Rocky Mountain Section - 69th Annual Meeting - 2017

Paper No. 12-2
Presentation Time: 2:00 PM


MALINCONICO, Lawrence L. and SUNDERLIN, David, Geology & Environmental Geosciences, Lafayette College, Van Wickle Hall, Easton, PA 18042,

For the last six years we have had students use two Apps that we developed for the digital collection of sed/strat (StratLogger) and structure field data (GeoFieldBook). The Apps allow for the real-time display of spatial (structural) and temporal (stratigraphic) field data as well as very easy in-field navigation. Project evaluation suggests that the Apps have allowed students to progress more readily from simple collection to in-field visualization and analysis.

The Apps are not mapping programs, but rather a digital method of collecting field data and displaying it in real time on an image base. In StratLogger, the user records bed thickness, lithofacies, biofacies, and contact data in preset and modifiable fields. Each bed/unit record may also be photographed and geo-referenced. As each record is collected, a column diagram of the stratigraphic sequence is built in real time, complete with lithology color, lithology texture, and fossil symbols.

GeoFieldBook is used to collect structural and other field observations. Each record (bedding, contact, joint, fault) includes location/date/time information, orientation measurements, formation names, text observations and photos taken with the tablet camera. Records are customizable, so users can add fields of their own choosing. Observations are displayed on an image base in real time with strike/dip, plunge/trend symbols correctly oriented. The image base is also used for in-field navigation.

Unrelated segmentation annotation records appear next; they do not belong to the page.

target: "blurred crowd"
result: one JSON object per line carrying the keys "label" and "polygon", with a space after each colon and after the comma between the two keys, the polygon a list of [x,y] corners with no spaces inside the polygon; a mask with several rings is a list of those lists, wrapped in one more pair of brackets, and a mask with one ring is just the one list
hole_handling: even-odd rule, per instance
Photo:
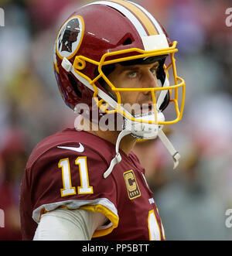
{"label": "blurred crowd", "polygon": [[[177,170],[159,141],[135,152],[147,170],[167,240],[230,240],[225,212],[232,208],[232,27],[229,0],[135,1],[178,41],[178,73],[186,97],[183,121],[165,132],[182,157]],[[93,1],[1,0],[0,240],[21,239],[19,187],[26,160],[43,138],[67,126],[53,70],[59,27],[72,11]],[[103,25],[104,26],[104,25]]]}

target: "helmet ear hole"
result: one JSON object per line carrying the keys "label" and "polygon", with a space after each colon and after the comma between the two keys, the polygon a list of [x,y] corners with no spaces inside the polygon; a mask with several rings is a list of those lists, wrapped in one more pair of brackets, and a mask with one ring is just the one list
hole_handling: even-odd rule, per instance
{"label": "helmet ear hole", "polygon": [[71,84],[77,96],[81,98],[82,97],[82,94],[81,94],[81,92],[80,91],[80,90],[78,88],[78,85],[77,85],[77,81],[75,80],[75,79],[73,78],[73,77],[70,73],[68,74],[68,78],[70,80],[70,84]]}

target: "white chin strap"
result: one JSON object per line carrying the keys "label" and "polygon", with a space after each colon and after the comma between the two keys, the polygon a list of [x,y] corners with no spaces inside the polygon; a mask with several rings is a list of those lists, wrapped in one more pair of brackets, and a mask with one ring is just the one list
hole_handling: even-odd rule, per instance
{"label": "white chin strap", "polygon": [[[143,118],[145,120],[154,120],[152,119],[152,118],[154,118],[154,114],[141,116],[141,118]],[[162,112],[158,113],[158,121],[164,121],[164,116]],[[172,156],[172,159],[174,162],[173,169],[176,169],[179,165],[179,159],[180,158],[180,155],[175,149],[172,144],[168,139],[162,129],[162,125],[145,124],[137,121],[135,122],[125,118],[124,130],[120,132],[116,142],[116,155],[111,160],[109,168],[104,173],[104,178],[106,179],[111,173],[114,167],[121,162],[121,156],[119,152],[119,144],[122,138],[128,135],[131,135],[135,138],[139,138],[142,139],[154,139],[158,136]]]}
{"label": "white chin strap", "polygon": [[[84,84],[87,87],[90,89],[91,90],[94,91],[94,89],[91,84],[88,82],[87,80],[84,78],[83,77],[78,75],[72,65],[72,63],[67,59],[63,58],[61,66],[64,70],[67,70],[67,72],[71,72],[83,84]],[[164,87],[169,87],[169,82],[167,78],[165,78]],[[109,95],[105,94],[103,90],[97,88],[98,90],[98,96],[102,98],[104,101],[107,102],[113,108],[117,109],[118,108],[118,103],[113,100]],[[159,99],[157,101],[157,108],[159,109],[162,103],[163,102],[165,95],[167,94],[167,90],[162,90],[160,93],[160,95],[159,97]],[[131,115],[130,113],[125,111],[128,114]],[[132,116],[131,116],[132,117]],[[154,121],[155,120],[154,113],[148,113],[147,114],[143,114],[140,116],[135,116],[136,119],[143,119],[143,120],[150,120]],[[157,121],[164,121],[165,118],[162,112],[158,111],[157,113]],[[125,118],[125,123],[124,123],[124,129],[120,132],[115,145],[115,151],[116,151],[116,155],[115,157],[111,160],[109,168],[107,169],[107,171],[104,173],[104,177],[106,179],[112,172],[114,167],[121,162],[121,156],[119,153],[119,144],[121,140],[123,137],[128,135],[132,135],[132,136],[138,138],[142,139],[154,139],[157,136],[161,139],[164,145],[166,147],[171,155],[172,156],[172,159],[174,162],[174,168],[176,169],[179,164],[179,159],[180,158],[179,153],[174,148],[172,144],[170,142],[170,141],[168,139],[168,138],[165,136],[164,132],[162,131],[162,125],[152,125],[152,124],[145,124],[145,123],[141,123],[138,121],[131,121],[128,120],[128,118]]]}

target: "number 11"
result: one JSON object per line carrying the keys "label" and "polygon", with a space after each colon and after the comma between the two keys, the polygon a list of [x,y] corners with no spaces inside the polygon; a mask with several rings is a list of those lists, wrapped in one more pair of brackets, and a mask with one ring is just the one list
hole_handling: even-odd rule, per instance
{"label": "number 11", "polygon": [[[90,194],[94,193],[93,186],[89,185],[89,176],[87,165],[87,157],[78,157],[75,164],[79,166],[80,186],[77,186],[78,194]],[[59,161],[58,167],[62,169],[63,189],[61,196],[76,195],[76,188],[72,186],[70,164],[68,158]]]}

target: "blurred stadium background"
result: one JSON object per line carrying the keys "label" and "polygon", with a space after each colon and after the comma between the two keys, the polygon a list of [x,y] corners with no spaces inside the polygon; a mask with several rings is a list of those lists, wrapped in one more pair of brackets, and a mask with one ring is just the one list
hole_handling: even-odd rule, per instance
{"label": "blurred stadium background", "polygon": [[[26,159],[43,138],[73,126],[60,96],[53,49],[60,26],[87,0],[0,0],[0,240],[19,240],[19,186]],[[185,78],[183,121],[166,131],[182,155],[177,170],[159,140],[135,152],[147,169],[167,240],[231,240],[232,26],[226,0],[135,1],[178,41]]]}

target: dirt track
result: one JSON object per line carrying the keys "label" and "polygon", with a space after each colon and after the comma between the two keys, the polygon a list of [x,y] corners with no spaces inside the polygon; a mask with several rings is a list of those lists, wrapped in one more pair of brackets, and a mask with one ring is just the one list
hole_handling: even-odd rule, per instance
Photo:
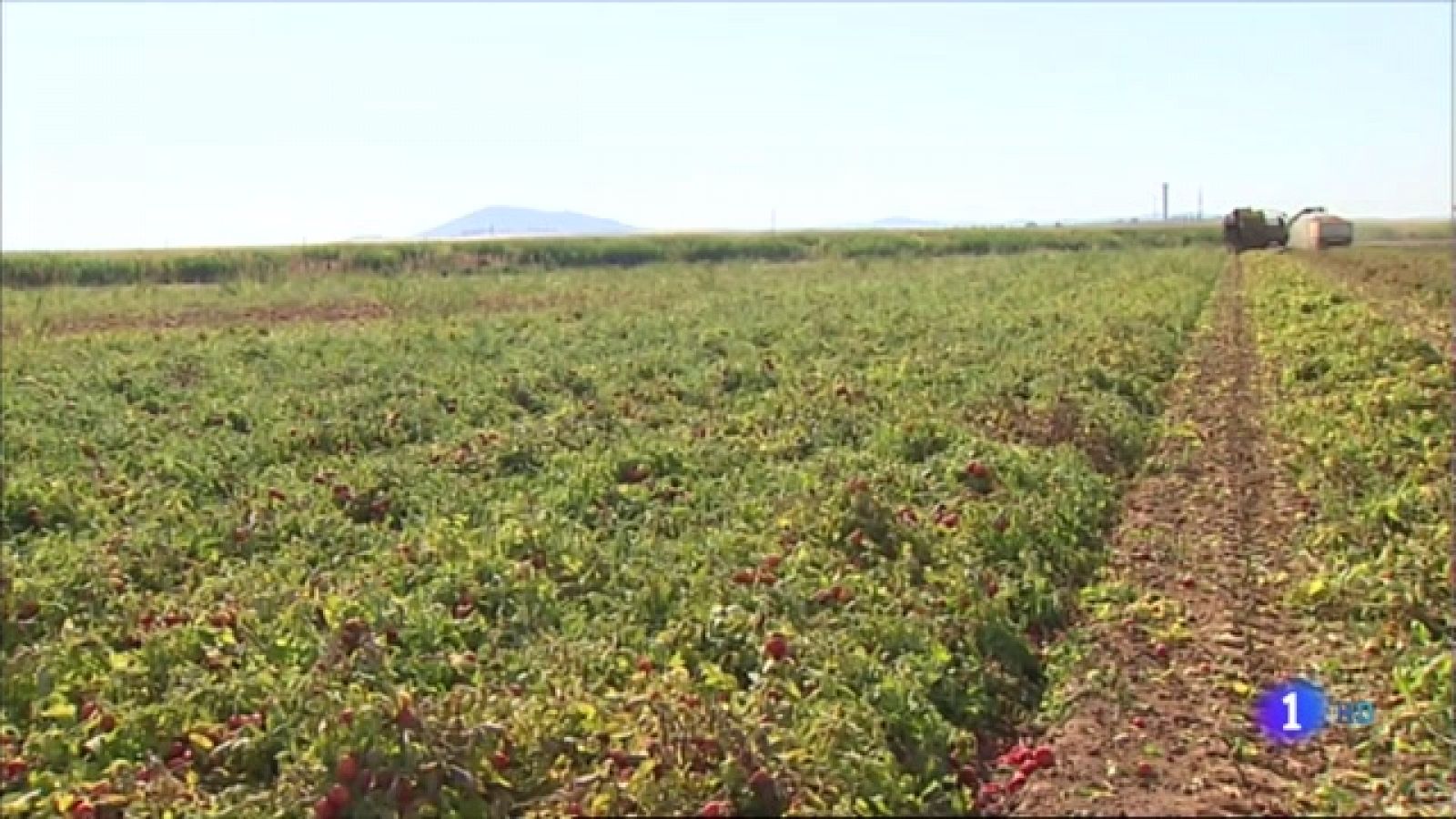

Common to both Apps is the ability to export the data (csv files), photographs and maps or stratigraphic columns (images). Since the data are digital they are easily imported into various processing programs: GIS, Google Earth, Stereonet, spreadsheet and drawing programs. The ability to quickly digitally transfer data provides more time for in-field evening reflection on interpretation and planning for subsequent field days.

With 8 years worth of projects completed in the Big Horn Basin in Wyoming, (3 years pre-App, 5 years with data recording and image base display) our assessment suggests that both student efficiency and capability have improved. Comparing data from pre-App to post-App years suggests that students using the Apps more quickly progress towards synthesis and interpretation of the data as well as a deeper understanding of complex 4D field relationship.